Four days later, Caggiano’s mother continued to convalesce, feeling extreme fatigue with a high fever but still no respiratory issues. But her father woke up feeling confused and awful.

“At some point he couldn’t even put one foot in front of the other to walk into the shower, and he was breathing heavily, so we said, okay something is wrong here,” Caggiano said.

Her husband took her father to the emergency room, and Caggiano remembers thinking her father was just dehydrated. She had even parked her car a certain way so that her husband’s car could park close to their door so he and her father would only have a short walk into the apartment when they got home. She didn’t realize that would be the last time she would see her father again.

Then she got a call from her cousin telling Caggiano her aunt couldn’t breath, and her other cousin’s father in law collapsed. They were both in the hospital with pneumonia. About a day later, three positive tests for COVID-19 come back.
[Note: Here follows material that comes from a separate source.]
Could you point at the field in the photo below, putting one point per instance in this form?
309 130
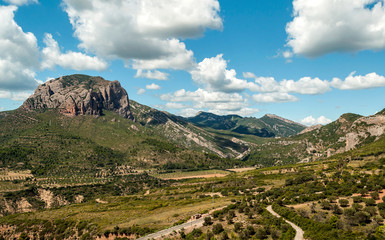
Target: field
192 174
Then her mother’s test comes back positive for COVID-19.

“My aunt then was getting just progressively worse, but she had underlying issues. My father never had any underlying issues, which is why I was very hopeful and I thought for sure he would make it,” Caggiano said.

Her aunt passed away late on March 25 and her father died at 2 a.m. on March 28.
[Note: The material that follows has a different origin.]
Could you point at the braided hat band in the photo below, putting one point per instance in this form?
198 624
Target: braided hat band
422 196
“To be very honest, the whole thing is so intangible to me,” she said.

“And you know, the first thing I wanted to do as well, when my father died, what first came to my head: ‘I want to call Aunt Chickie,’” she said. “And I couldn’t go call Aunt Chickie. And my mother said the same thing, ‘I wanted to call my sister—I can’t call my sister.’”

“It’s still unbelievable right now,” she said. “You don’t get the closure, there’s no closure.”

“I never saw my father in the hospital because we weren’t allowed to go, obviously. I didn’t see him in a casket because we couldn’t have a wake. We couldn’t have anything,” Caggiano said. “You could only have immediate family and only 10 people. Well, my uncle who lives in the Bronx here, I would never want him coming near us, for fear of having anyone else infected. So the only logical thing to do was cremate, and we'll do a mass sometime down the road when people can gather again, and from what I’m seeing it’s not going to be anytime soon.”

Caggiano was sick with a fever herself for 12 days, her husband had fatigue and fever as well, and her daughter had a fever for a day but has otherwise been fine.

“It’s very scary and crazy,” she said.

“I’m not sitting in reality right now, I didn’t get that slap to the face of reality, seeing my father in the hospital laying there with tubes coming out of his mouth. I didn’t get to go to a funeral home and see him lying in a casket. So to me right now, the whole thing is very abstract,” she said. “You know, I feel like had I known that my father was leaving my house that night to go to the hospital, had I known that I was never going to see him again, I would have held him a lot longer and kissed him a lot longer.”